“I still do not know what that means,” Jane said, “but I agree with the sentiment.”
While the portrait in the book was cropped at the shoulders, this larger reproduction showed more of Jane’s figure. Jane saw now she wore the bone-white muslin dress from Maison Du Bois: the one that made her eyes shine, the one Mr. Withers never saw her in. A new detail drew Jane’s eye downward. In the portrait, she wore a ring. A band made of gold wrapped around her ring finger, and a turquoise stone sat upon it. The oval stone shone in a creamy blue. She inhaled. She felt the ring draw her closer, as though it had a soul. It confused her, too. She did not own, nor had she ever owned, such a piece of jewelry. It stood out on her finger in the painting, not out of place, but a new addition. She put it down to yet another bizarre detail of her hallucination, but she heard herself asking the woman in the white bonnet, against her better judgment, about the stone’s origin. “Do you know whose ring that is?” Jane asked her.

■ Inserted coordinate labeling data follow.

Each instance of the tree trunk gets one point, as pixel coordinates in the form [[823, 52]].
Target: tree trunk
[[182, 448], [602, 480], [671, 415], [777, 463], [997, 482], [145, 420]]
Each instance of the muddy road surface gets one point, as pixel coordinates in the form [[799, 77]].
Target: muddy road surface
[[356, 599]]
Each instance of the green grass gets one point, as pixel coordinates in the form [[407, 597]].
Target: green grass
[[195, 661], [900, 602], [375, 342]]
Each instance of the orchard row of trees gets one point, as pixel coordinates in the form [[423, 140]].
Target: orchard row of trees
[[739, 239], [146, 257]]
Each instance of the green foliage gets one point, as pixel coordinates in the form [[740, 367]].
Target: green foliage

“It is Austen’s ring. She always wore it,” the woman said with a huff, as though the answer were obvious.
Jane scratched her head. “Where did she get it?” she pressed. “Who gave it to her?”
The woman shrugged. “No one knows where that ring came from, actually. No one knows how it came into her possession. Its origins remain a mystery.”

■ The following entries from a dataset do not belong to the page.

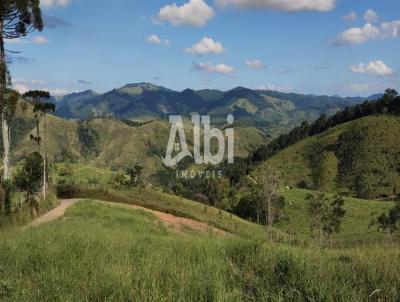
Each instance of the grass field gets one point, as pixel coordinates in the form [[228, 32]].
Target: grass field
[[101, 252]]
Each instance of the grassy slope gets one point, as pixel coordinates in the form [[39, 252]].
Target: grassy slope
[[108, 253], [356, 224], [380, 139]]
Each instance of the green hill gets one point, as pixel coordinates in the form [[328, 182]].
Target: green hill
[[271, 112], [112, 143], [359, 158]]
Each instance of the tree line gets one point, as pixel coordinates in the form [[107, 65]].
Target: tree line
[[19, 18]]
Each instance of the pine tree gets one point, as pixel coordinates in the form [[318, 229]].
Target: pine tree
[[17, 19]]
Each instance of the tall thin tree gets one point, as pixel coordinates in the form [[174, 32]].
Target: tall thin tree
[[17, 19], [44, 108]]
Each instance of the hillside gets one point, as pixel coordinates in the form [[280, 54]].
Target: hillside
[[106, 252], [271, 112], [358, 158], [112, 143]]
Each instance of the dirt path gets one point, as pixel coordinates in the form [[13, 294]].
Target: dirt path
[[178, 224], [57, 212]]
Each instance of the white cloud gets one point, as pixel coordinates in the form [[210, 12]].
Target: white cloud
[[27, 81], [35, 40], [370, 16], [357, 35], [360, 87], [17, 41], [377, 67], [206, 46], [21, 88], [211, 68], [273, 87], [285, 5], [50, 3], [40, 40], [194, 13], [154, 39], [255, 64], [391, 29], [352, 16]]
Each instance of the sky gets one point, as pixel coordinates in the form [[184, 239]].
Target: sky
[[332, 47]]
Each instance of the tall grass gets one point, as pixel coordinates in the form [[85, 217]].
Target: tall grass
[[100, 252]]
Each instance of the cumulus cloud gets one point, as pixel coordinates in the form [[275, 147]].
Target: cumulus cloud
[[352, 16], [357, 35], [285, 5], [35, 40], [154, 39], [50, 3], [255, 64], [38, 82], [370, 16], [273, 87], [206, 46], [193, 13], [27, 81], [211, 68], [19, 60], [57, 91], [40, 40], [377, 67]]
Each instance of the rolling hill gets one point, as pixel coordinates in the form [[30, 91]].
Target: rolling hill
[[271, 112]]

Jane shook her head and added it to the list of unsettling items she had encountered in her reverie of the insane. She stared at the ring and found herself unable to pry her gaze from it, even when Sofia tugged her arm and gently pulled her away. More urgent issues existed to worry about, but the appearance of this ring, on her finger, in this watercolor portrait in the building with her name on the outside, was the one strange item in a cacophony of strange items her mind could not put away.
“The Jane Austen Experience is about to begin,” the bonneted woman announced. “Please form a queue at the double doors.” Jane and Sofia walked over. They were the only people on the tour. “Welcome to the Jane Austen Experience,” the woman said. She was apparently also the tour guide. “And welcome to Bath,” she continued, “the home of Jane Austen.”
Jane snorted. “My favorite thing about Bath is the road out.” The woman glared at Jane again.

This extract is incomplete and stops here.